The British capital, London, faces an epidemic of knife crime. And on Tuesday, Cressida Dick, the head of the city’s Metropolitan Police, noted that a key driver of the violence is that which motivates much criminal violence in Latin America: drugs.
Watch what happened when LBC Radio’s Nick Ferrari asked whether middle class recreational (nonaddict) drug users have “blood on their hands.”
Dick is right. There is a legitimate debate as to whether legalizing and regulating sales of cocaine would increase supply and thus negatively price out criminal networks. Although I disagree with legalization, it is undeniable that cocaine provides criminals with an extraordinary opportunity for high, sustainable profits. In Britain, it is the incentive to protect cocaine profits which motivates violent interaction between different street gangs. And because firearms are difficult to access in Britain, the means of violence is focused on knives.
Yet, the particular nature of its cocaine market explains why Britain has more drug-related knife crime than other nations.
At the street supply level; those bringing drugs to parties, the drugs have reached the end of a very long supply chain. For Britain, the supply network starts with Latin American drug cartels, which smuggle their drugs across the Atlantic to West Africa and Spain on consumer goods vessels. Then European organized crime groups work with British national organized crime groups to bring the cocaine onto U.K. soil.
But even when British organized crime networks centered around London and Liverpool have pushed their drugs to an array of smaller regional suppliers, the supply chain isn’t completed. Because those smaller groups then provide the drugs to an even larger array of street gangs. And that’s where the problem of violence begins.

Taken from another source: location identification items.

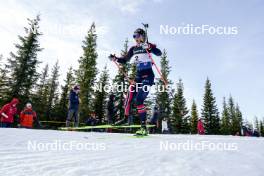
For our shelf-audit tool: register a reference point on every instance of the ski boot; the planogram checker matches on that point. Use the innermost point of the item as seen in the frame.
(142, 131)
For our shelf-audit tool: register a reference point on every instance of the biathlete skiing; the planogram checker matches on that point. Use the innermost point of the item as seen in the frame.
(141, 55)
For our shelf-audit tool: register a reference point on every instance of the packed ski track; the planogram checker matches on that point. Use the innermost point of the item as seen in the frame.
(124, 155)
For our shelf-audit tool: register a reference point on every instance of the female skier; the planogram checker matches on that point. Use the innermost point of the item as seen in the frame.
(139, 87)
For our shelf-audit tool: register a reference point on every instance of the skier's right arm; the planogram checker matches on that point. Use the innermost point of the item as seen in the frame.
(125, 58)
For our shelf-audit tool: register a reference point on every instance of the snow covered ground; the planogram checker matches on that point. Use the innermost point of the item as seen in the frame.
(56, 153)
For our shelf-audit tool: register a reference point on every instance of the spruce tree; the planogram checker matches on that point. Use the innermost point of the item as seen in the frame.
(239, 119)
(23, 64)
(163, 99)
(256, 124)
(180, 121)
(3, 82)
(40, 96)
(101, 96)
(62, 109)
(194, 118)
(261, 126)
(235, 116)
(210, 112)
(120, 80)
(86, 73)
(53, 91)
(225, 120)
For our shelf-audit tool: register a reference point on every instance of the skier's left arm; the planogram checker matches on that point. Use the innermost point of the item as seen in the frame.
(153, 49)
(123, 59)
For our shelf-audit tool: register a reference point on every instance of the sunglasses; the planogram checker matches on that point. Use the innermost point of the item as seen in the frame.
(135, 36)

While the higher-up supply-chain networks are focused on covert action that avoids the attention that overt violence brings, and thus protects high profit margins, the street gangs are dominated by young men with a penchant for aggressive action and misplaced honor-based feuding. Add numbers of gang members and an abundant supply of knives to this mix, and you get both directed drug-trade control related violence and randomized (mugging, fight escalates) violence.
But the simple point is that in 2019, Latin American white gold remains a key ingredient in spilt British red blood. Much more will have to be done to stem the tide.